O terceiro dia do julgamento de Jairo Souza Santos Júnior e Monique Medeiros, acusados pela morte do menino Henry Borel, foi marcado pelo depoimento do psiquiatra Rafael Bernardon Ribeiro nesta quarta-feira (27/05). O especialista afirmou ter identificado, a partir da análise dos autos e de entrevistas, um “padrão repetitivo de abuso infantil” atribuído ao ex-vereador.

Segundo o médico, Jairinho demonstraria “prazer em infringir dor em crianças”. O psiquiatra explicou que elaborou um parecer indireto com base em documentos do processo, depoimentos e entrevistas com pessoas ligadas ao caso, sem contato direto com os réus.

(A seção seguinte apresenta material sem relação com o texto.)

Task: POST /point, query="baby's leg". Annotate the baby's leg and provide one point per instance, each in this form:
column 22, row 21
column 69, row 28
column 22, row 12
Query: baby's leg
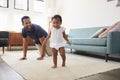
column 55, row 53
column 62, row 53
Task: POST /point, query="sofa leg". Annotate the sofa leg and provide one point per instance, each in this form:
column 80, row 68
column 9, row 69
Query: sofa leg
column 3, row 49
column 106, row 57
column 70, row 50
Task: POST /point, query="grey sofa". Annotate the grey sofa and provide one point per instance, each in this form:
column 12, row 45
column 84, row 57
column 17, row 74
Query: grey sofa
column 80, row 40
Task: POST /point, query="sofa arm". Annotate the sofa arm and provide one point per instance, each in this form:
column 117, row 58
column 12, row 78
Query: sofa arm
column 113, row 42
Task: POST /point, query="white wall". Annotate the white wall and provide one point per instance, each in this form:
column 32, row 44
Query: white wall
column 88, row 13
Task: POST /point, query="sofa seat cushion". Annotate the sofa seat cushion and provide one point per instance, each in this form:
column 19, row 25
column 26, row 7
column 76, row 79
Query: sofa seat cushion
column 89, row 41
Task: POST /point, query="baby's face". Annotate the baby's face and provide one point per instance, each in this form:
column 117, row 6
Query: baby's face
column 56, row 23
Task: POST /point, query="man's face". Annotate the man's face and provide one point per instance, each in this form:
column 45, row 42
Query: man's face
column 27, row 24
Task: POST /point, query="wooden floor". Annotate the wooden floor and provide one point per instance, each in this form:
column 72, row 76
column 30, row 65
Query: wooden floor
column 109, row 75
column 7, row 73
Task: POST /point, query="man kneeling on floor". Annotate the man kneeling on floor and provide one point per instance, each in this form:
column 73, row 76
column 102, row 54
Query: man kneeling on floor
column 38, row 34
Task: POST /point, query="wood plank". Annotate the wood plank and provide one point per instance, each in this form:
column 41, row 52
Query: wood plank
column 7, row 73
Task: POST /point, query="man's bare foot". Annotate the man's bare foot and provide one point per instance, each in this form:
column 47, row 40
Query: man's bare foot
column 23, row 58
column 40, row 58
column 54, row 66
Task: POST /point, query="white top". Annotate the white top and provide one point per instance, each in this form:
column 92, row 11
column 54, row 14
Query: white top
column 56, row 39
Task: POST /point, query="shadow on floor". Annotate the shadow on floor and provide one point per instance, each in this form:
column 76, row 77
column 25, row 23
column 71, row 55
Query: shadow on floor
column 113, row 57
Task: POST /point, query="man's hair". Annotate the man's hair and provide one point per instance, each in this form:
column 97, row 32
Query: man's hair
column 57, row 17
column 24, row 17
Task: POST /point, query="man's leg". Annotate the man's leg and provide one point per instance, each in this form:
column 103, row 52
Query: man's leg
column 39, row 47
column 48, row 49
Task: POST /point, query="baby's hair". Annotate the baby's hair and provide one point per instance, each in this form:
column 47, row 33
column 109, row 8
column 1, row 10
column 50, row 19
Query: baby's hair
column 24, row 17
column 57, row 17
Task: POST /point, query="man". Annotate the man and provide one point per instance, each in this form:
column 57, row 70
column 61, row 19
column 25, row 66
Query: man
column 38, row 34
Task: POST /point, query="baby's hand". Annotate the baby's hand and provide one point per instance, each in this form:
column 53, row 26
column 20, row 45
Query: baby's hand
column 68, row 42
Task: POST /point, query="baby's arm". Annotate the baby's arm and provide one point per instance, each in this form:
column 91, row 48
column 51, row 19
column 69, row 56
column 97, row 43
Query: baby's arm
column 65, row 37
column 45, row 41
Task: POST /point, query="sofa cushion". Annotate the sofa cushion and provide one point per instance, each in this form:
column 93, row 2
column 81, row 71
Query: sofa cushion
column 89, row 41
column 96, row 34
column 114, row 27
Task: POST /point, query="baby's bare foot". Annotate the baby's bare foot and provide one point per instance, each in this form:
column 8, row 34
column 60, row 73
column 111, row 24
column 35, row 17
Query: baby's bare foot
column 23, row 58
column 54, row 66
column 63, row 65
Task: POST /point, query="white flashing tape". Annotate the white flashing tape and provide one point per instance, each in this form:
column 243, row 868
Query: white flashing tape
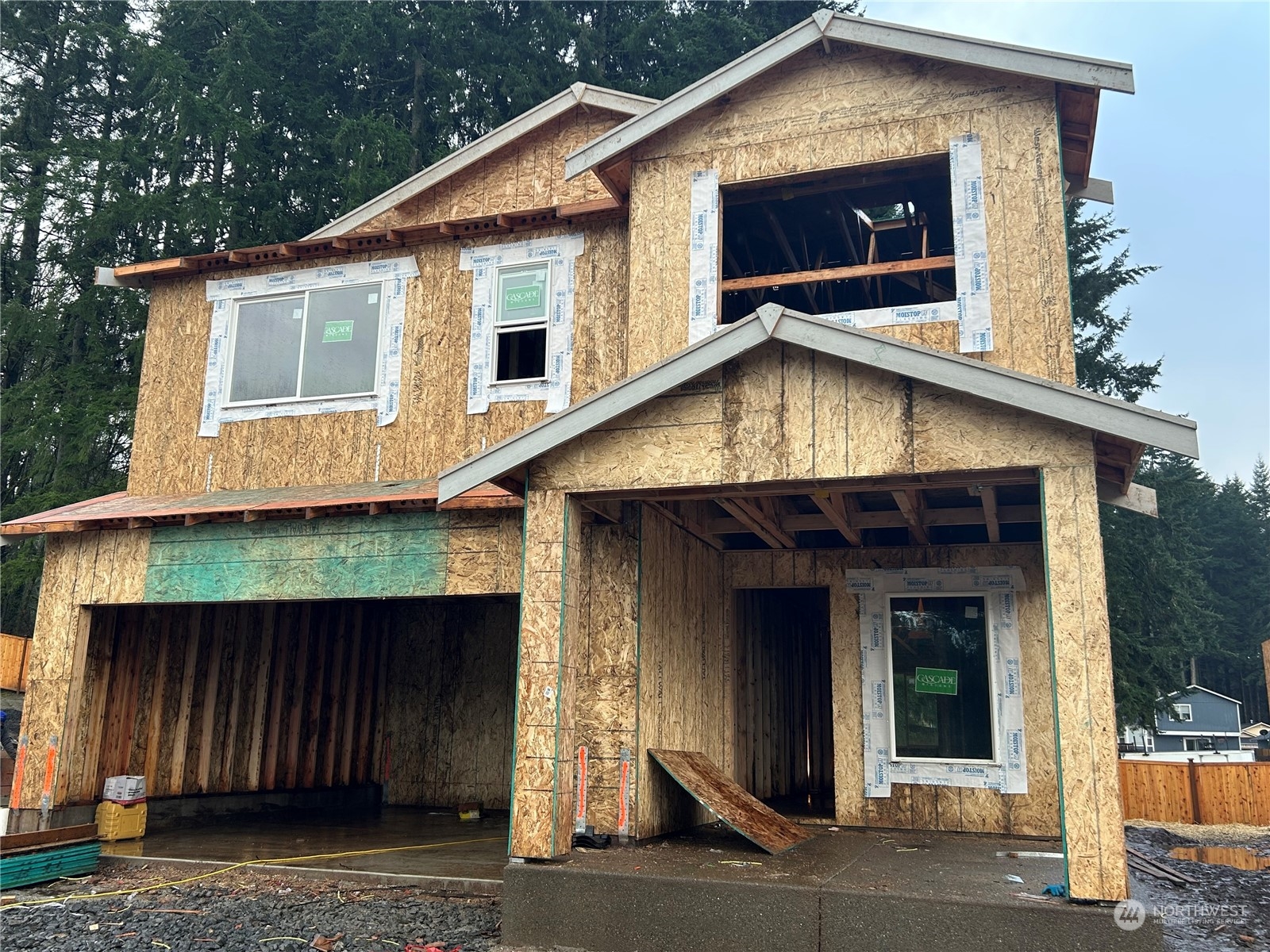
column 999, row 584
column 971, row 244
column 972, row 309
column 484, row 262
column 704, row 257
column 393, row 273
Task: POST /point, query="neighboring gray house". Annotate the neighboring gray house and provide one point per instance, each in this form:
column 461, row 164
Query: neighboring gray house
column 1197, row 720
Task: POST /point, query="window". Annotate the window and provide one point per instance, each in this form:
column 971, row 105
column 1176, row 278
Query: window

Durante a audiência, Bernardon relatou conversas com ex-companheiras de Jairinho e familiares que descreveram episódios de violência envolvendo crianças. Entre os relatos, o médico destacou casos de agressões físicas e situações traumáticas que, segundo ele, deixaram marcas emocionais duradouras nas vítimas.

O especialista também comentou o comportamento de Monique Medeiros antes da morte de Henry. Para ele, a mãe da criança ignorou sinais de violência anteriores ao crime. O psiquiatra afirmou que ela não apresentou reação compatível com o “instinto de preservação materna” diante de episódios suspeitos envolvendo o filho.

A defesa de Monique tentou contestar o depoimento, argumentando que o médico não poderia apresentar diagnóstico sem avaliar diretamente os acusados. O pedido, no entanto, foi rejeitado pela juíza Elizabeth Machado Louro.

Rafael Bernardon foi contratado por Leniel Borel após a morte do menino. O psiquiatra é formado pela USP e possui especializações e pós-graduação em instituições do Brasil e do exterior.